“And what did you learn?”
“At first, only what we already knew, that Zalika had taken her son to Roumania. You knew that her step-father, our cousin Wallmoden, had died some time before, and after her divorce from Falkenried she always lived with her mother. From that time we heard nothing of her until she came to Germany to capture her son, but just before she came, as I learned, she inherited a large fortune by the death of her brother.”
“Her brother? I never knew she had one.”
“Yes, he was ten years her senior, and on attaining his majority had become master of a large estate. His mother’s second marriage was childless and he never married. When he met with a sudden death while hunting, Zalika, being next of kin, fell heir to his large possessions. As soon as she entered into possession, she began at once to plan how she could get her son. You know that part of the story. Then they passed a few years in a wild, erratic life upon her Roumania estate, and they fairly flung money away in their extravagance. After that they became bankrupt, and mother and son went out into the world like gypsies.”
Wallmoden told all this in the same cold, contemptuous tone as that in which he had spoken to Hartmut and in Regine’s face, too, was a look of abhorrence for the wife and mother who had fulfilled so ill the duties of her station. But she could not restrain the anxiety she felt for the son, as she asked:
“And since then? Have you heard nothing further?”
“Yes, on several occasions. Once when I was with the embassy at Florence, I heard her name mentioned incidentally. She was at Rome; then a year after that she was back in Paris again; and sometime later I heard that Frau Zalika Rojanow was dead.”

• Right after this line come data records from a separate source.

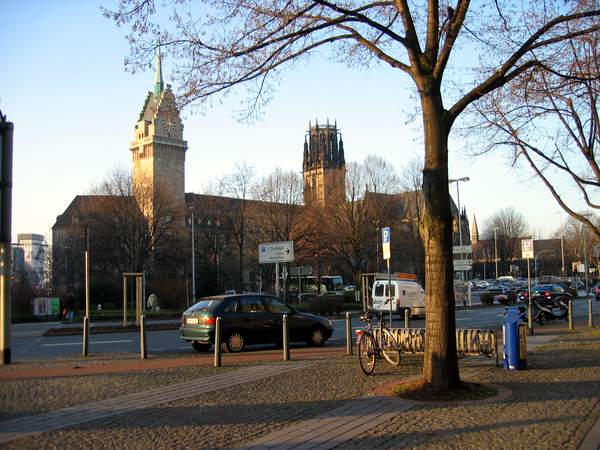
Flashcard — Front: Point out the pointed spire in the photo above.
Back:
[154,45,165,97]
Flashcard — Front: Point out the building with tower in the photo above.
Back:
[302,120,346,207]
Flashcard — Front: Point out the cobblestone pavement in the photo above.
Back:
[343,331,600,449]
[3,356,421,449]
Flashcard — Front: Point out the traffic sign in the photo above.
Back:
[521,239,533,259]
[452,245,473,255]
[381,227,392,259]
[258,241,294,264]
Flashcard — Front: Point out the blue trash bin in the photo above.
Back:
[503,306,527,370]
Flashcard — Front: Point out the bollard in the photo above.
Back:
[527,297,533,336]
[83,316,90,356]
[346,312,352,356]
[140,314,148,359]
[283,314,290,361]
[213,317,221,367]
[568,300,573,330]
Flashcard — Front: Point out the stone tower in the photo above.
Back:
[302,121,346,207]
[129,48,187,227]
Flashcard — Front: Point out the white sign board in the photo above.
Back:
[381,227,392,259]
[452,245,473,255]
[258,241,294,264]
[521,239,533,259]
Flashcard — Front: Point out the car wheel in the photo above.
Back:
[307,327,326,347]
[225,331,246,353]
[192,341,210,353]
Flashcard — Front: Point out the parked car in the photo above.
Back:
[519,284,573,302]
[180,294,333,353]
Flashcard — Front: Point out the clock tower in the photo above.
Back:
[129,48,187,227]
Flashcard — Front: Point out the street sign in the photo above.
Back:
[452,245,473,255]
[381,227,392,259]
[290,266,312,277]
[454,259,473,266]
[258,241,294,264]
[521,239,533,259]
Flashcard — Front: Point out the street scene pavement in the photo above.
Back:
[0,316,600,449]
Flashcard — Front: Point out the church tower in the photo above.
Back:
[302,120,346,207]
[129,48,187,228]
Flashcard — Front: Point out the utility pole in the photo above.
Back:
[0,111,14,364]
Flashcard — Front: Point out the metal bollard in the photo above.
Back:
[83,316,90,356]
[140,314,148,359]
[568,300,574,330]
[527,299,533,336]
[283,314,290,361]
[346,312,352,356]
[213,317,221,367]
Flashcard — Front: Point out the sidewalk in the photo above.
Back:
[0,322,600,449]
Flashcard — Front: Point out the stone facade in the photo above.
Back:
[302,118,346,207]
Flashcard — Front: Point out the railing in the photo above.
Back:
[373,328,498,365]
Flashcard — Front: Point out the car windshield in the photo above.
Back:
[186,298,223,313]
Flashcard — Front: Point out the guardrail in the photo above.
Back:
[373,328,498,365]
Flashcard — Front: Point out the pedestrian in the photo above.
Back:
[67,294,75,322]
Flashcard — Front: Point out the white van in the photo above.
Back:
[372,280,425,317]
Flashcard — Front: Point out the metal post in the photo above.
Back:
[190,208,196,303]
[84,225,90,320]
[581,224,590,298]
[569,300,574,330]
[0,112,14,364]
[527,258,533,336]
[390,258,392,328]
[346,312,352,356]
[123,275,127,328]
[82,316,90,356]
[275,262,279,297]
[140,314,148,359]
[213,317,221,367]
[283,314,290,361]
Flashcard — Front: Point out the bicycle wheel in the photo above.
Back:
[381,328,400,366]
[358,333,375,375]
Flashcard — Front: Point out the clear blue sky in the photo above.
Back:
[0,0,565,244]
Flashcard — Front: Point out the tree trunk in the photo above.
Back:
[420,91,460,389]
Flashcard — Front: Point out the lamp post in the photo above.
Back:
[492,227,499,280]
[448,177,469,280]
[190,208,196,302]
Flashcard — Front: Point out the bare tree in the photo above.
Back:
[483,207,529,275]
[478,28,600,237]
[105,0,600,388]
[217,163,255,291]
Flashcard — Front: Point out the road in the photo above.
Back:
[12,300,600,361]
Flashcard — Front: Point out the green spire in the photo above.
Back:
[154,47,164,97]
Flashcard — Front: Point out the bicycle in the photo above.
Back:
[356,309,400,375]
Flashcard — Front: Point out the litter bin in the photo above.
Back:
[503,306,527,370]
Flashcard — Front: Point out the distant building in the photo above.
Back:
[17,233,50,287]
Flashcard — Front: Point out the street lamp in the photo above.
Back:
[190,207,196,302]
[492,227,499,280]
[448,177,469,280]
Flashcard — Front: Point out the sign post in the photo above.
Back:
[381,227,392,328]
[258,241,294,297]
[521,239,533,336]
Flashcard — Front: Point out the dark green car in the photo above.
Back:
[181,294,333,353]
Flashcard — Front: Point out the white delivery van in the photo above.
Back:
[372,280,425,317]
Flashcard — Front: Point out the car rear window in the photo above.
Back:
[187,298,223,312]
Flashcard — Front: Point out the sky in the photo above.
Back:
[0,0,566,246]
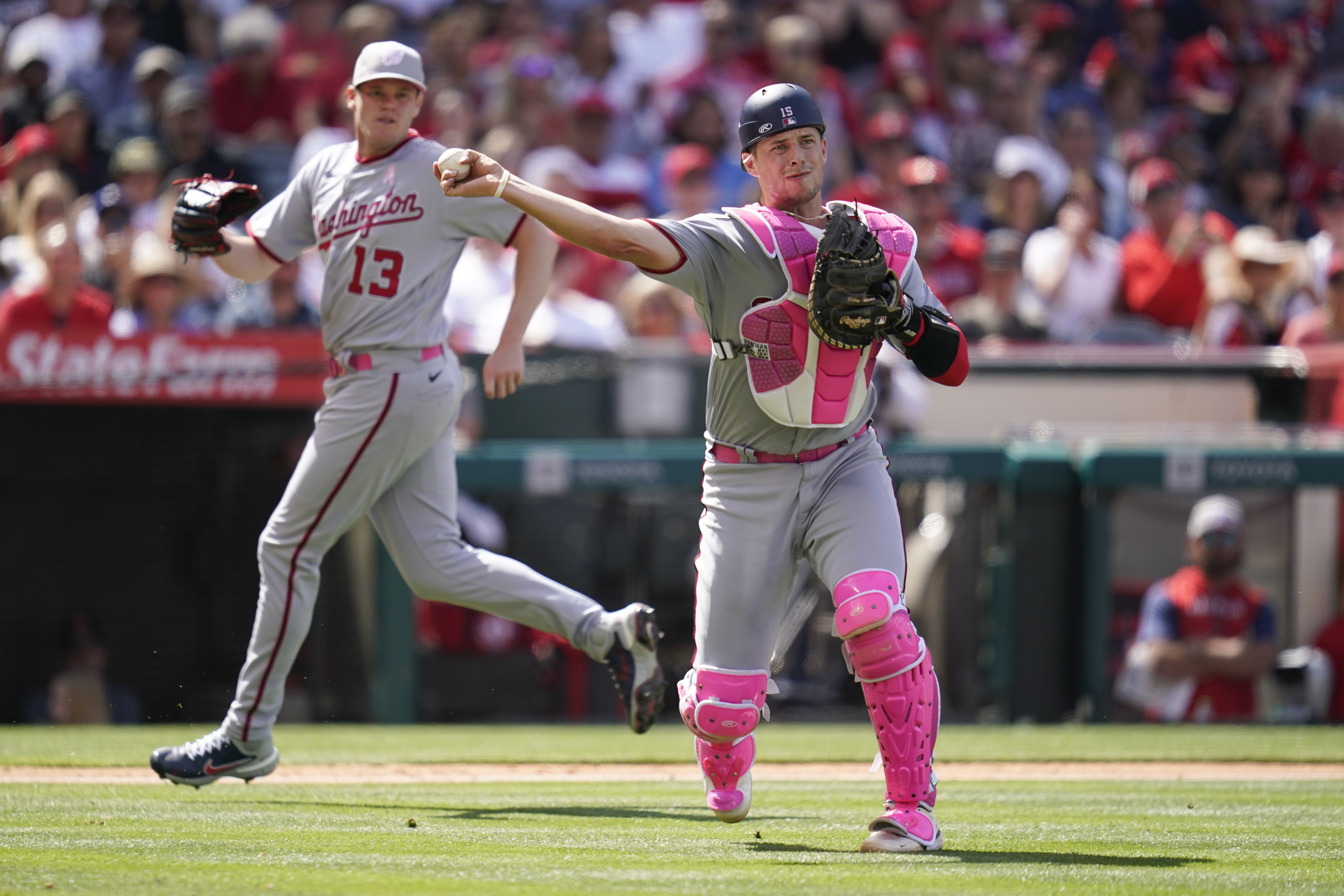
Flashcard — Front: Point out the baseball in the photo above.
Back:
[434,149,472,184]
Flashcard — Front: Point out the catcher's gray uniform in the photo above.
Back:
[224,133,610,740]
[646,213,942,669]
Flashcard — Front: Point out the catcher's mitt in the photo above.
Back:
[171,175,261,257]
[808,211,910,348]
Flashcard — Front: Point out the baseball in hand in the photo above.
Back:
[434,149,472,184]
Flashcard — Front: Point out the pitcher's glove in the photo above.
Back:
[171,175,261,258]
[808,211,914,348]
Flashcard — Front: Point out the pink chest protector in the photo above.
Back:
[723,204,915,428]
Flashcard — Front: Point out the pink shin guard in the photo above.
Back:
[833,570,940,806]
[677,666,769,813]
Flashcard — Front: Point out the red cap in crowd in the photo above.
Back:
[661,144,714,187]
[570,91,615,118]
[1129,158,1181,206]
[0,124,57,168]
[1325,249,1344,279]
[896,156,951,187]
[903,0,951,19]
[1032,3,1076,34]
[863,109,910,144]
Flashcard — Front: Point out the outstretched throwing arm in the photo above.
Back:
[434,149,681,270]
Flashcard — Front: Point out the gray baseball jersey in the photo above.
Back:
[645,213,945,454]
[247,132,523,355]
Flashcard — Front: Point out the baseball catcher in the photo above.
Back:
[171,175,261,258]
[441,83,969,852]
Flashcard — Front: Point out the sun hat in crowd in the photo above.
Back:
[896,156,951,187]
[108,137,164,177]
[349,40,425,90]
[160,78,210,116]
[130,44,184,85]
[995,136,1070,207]
[1185,494,1246,539]
[1129,157,1181,206]
[1232,224,1301,265]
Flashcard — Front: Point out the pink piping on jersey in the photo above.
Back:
[640,218,685,274]
[355,128,419,165]
[246,222,286,265]
[504,215,527,249]
[242,373,402,740]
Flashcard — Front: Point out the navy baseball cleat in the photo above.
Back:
[604,603,667,735]
[149,728,279,789]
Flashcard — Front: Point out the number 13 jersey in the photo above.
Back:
[247,130,523,355]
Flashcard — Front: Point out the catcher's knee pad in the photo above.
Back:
[833,570,940,806]
[676,666,770,743]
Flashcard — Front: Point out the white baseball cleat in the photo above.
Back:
[859,802,942,853]
[703,771,751,825]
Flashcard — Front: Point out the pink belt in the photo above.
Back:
[712,424,868,464]
[327,345,444,376]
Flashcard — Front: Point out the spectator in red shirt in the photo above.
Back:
[659,144,718,220]
[275,0,355,130]
[210,7,297,150]
[831,109,915,212]
[1083,0,1172,105]
[0,223,112,333]
[1134,494,1276,721]
[1172,0,1286,116]
[1120,158,1232,329]
[1282,249,1344,349]
[882,0,951,112]
[1283,97,1344,203]
[899,156,985,305]
[769,15,862,183]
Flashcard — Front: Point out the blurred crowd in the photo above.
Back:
[0,0,1344,351]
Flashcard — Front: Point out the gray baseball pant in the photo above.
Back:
[224,351,609,740]
[695,430,906,670]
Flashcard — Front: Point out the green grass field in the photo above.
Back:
[8,719,1344,766]
[0,724,1344,896]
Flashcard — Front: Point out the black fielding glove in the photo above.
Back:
[169,175,261,258]
[808,211,914,348]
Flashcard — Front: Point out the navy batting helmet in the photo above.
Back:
[738,85,827,152]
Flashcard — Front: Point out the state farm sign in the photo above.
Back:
[0,329,327,407]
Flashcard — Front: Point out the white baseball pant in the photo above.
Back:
[695,428,906,669]
[224,351,610,740]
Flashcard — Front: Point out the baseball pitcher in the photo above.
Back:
[446,83,968,852]
[149,42,664,787]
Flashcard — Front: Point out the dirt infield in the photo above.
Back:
[0,762,1344,784]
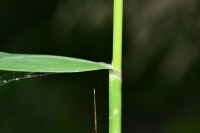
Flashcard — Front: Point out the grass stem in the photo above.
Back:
[109,0,123,133]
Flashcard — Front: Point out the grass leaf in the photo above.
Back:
[0,52,111,73]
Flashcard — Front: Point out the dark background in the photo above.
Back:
[0,0,200,133]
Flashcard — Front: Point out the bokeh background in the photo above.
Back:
[0,0,200,133]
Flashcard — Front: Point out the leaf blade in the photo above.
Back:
[0,52,111,73]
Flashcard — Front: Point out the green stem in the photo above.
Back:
[109,0,123,133]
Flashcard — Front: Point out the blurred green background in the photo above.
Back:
[0,0,200,133]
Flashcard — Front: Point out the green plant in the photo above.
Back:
[0,0,123,133]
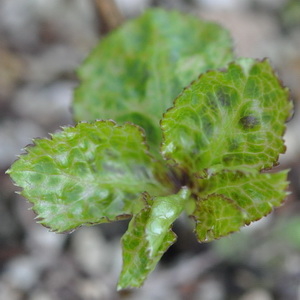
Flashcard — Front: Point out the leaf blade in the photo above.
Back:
[8,121,170,232]
[192,171,288,242]
[118,188,189,289]
[73,9,233,154]
[162,59,292,177]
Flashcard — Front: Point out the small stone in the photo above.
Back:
[240,289,273,300]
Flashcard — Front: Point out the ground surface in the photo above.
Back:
[0,0,300,300]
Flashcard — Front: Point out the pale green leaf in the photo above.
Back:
[73,9,233,154]
[162,59,292,177]
[8,121,171,232]
[118,188,189,289]
[192,171,288,242]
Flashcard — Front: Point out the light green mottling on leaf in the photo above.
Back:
[191,171,288,242]
[162,59,292,176]
[8,121,171,232]
[118,188,189,289]
[73,9,233,152]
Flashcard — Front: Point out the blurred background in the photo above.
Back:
[0,0,300,300]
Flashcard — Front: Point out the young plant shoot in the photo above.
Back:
[7,9,292,289]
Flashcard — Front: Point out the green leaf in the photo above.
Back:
[162,59,292,177]
[192,171,288,242]
[8,121,171,232]
[73,9,233,154]
[118,188,189,289]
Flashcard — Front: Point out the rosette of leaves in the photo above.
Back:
[8,10,292,289]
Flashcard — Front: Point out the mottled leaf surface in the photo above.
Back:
[162,59,292,177]
[8,121,170,232]
[73,9,233,149]
[118,188,189,289]
[192,171,288,242]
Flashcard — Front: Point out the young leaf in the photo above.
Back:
[118,188,189,289]
[161,59,292,177]
[73,9,233,154]
[192,171,288,242]
[8,121,170,232]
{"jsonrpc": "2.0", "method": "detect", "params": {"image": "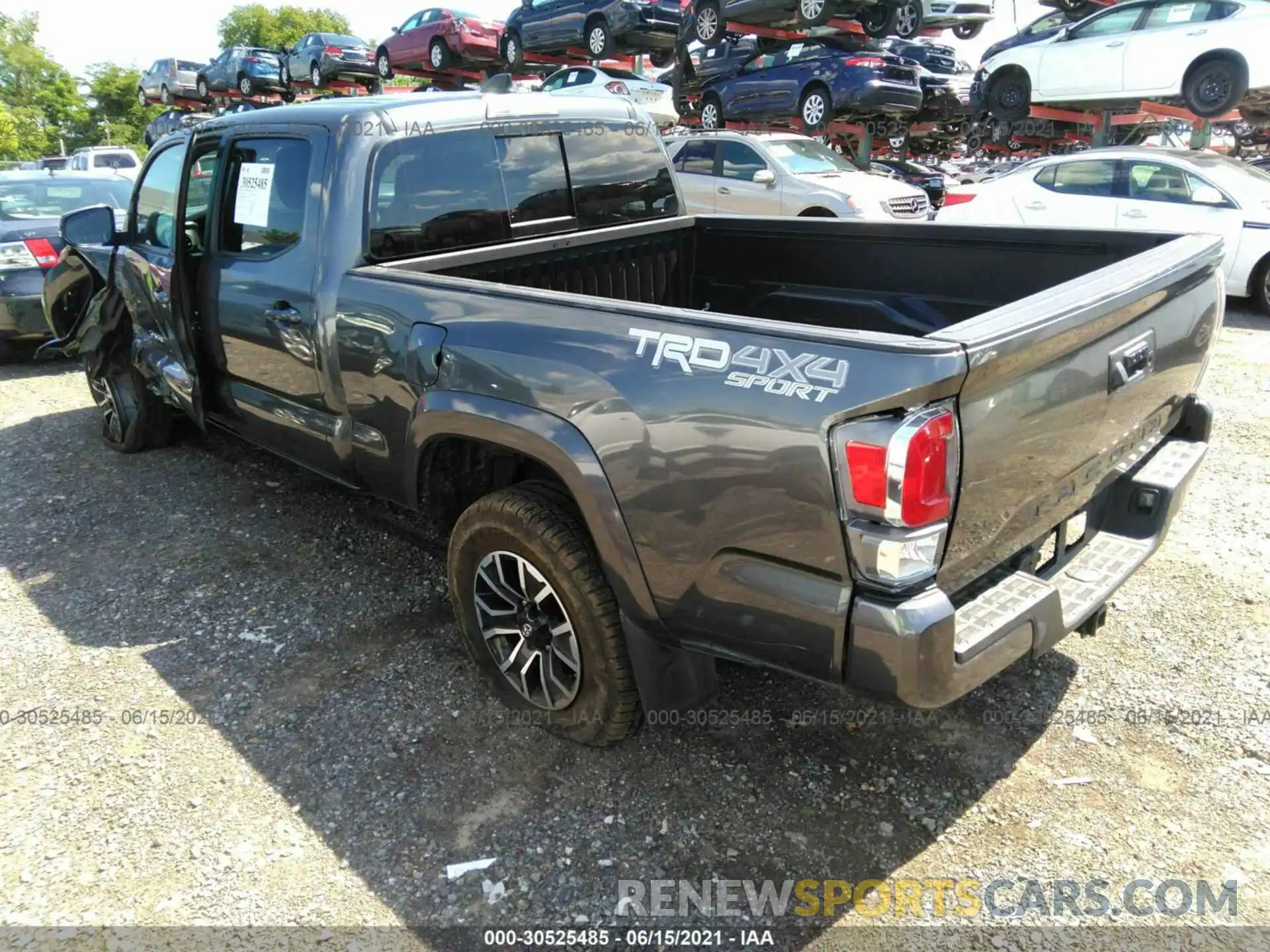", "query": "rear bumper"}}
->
[849,401,1212,707]
[834,80,922,113]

“So she is dead,” said Regine, softly. “How did they live all these years?”
Wallmoden shrugged his shoulders. “How do all adventurers live? Perhaps they had saved something from the shipwreck, perhaps they hadn’t. At any rate she was to be found in the saloons of Rome and Paris. A woman like Zalika could always find assistance and protection. As a Bojar’s daughter she had her title of nobility, and even the forced sale of her Roumanian estate, about which many knew, may have aided her to play her role. Society opens its arms only too willingly to such as she, especially when they have talent, and that Zalika undoubtedly had. By what means she lived is another question.”
“But Hartmut, upon whom she forced such a life, what of him?”
“He’s an adventurer. What else could you expect?” said the ambassador in his curtest tone. “He inherited her temperament, and his life with her has developed the dormant tendency. Since his mother’s death, three years ago, I have heard nothing of him.”
“And why did you keep all this from me?” said Regine, reprovingly.
“I wanted to spare you all I could. You had always given the boy too warm a place in your heart, and I thought it better to let you imagine him dead. Have you ever told Falkenried any of your idle speculations concerning him?”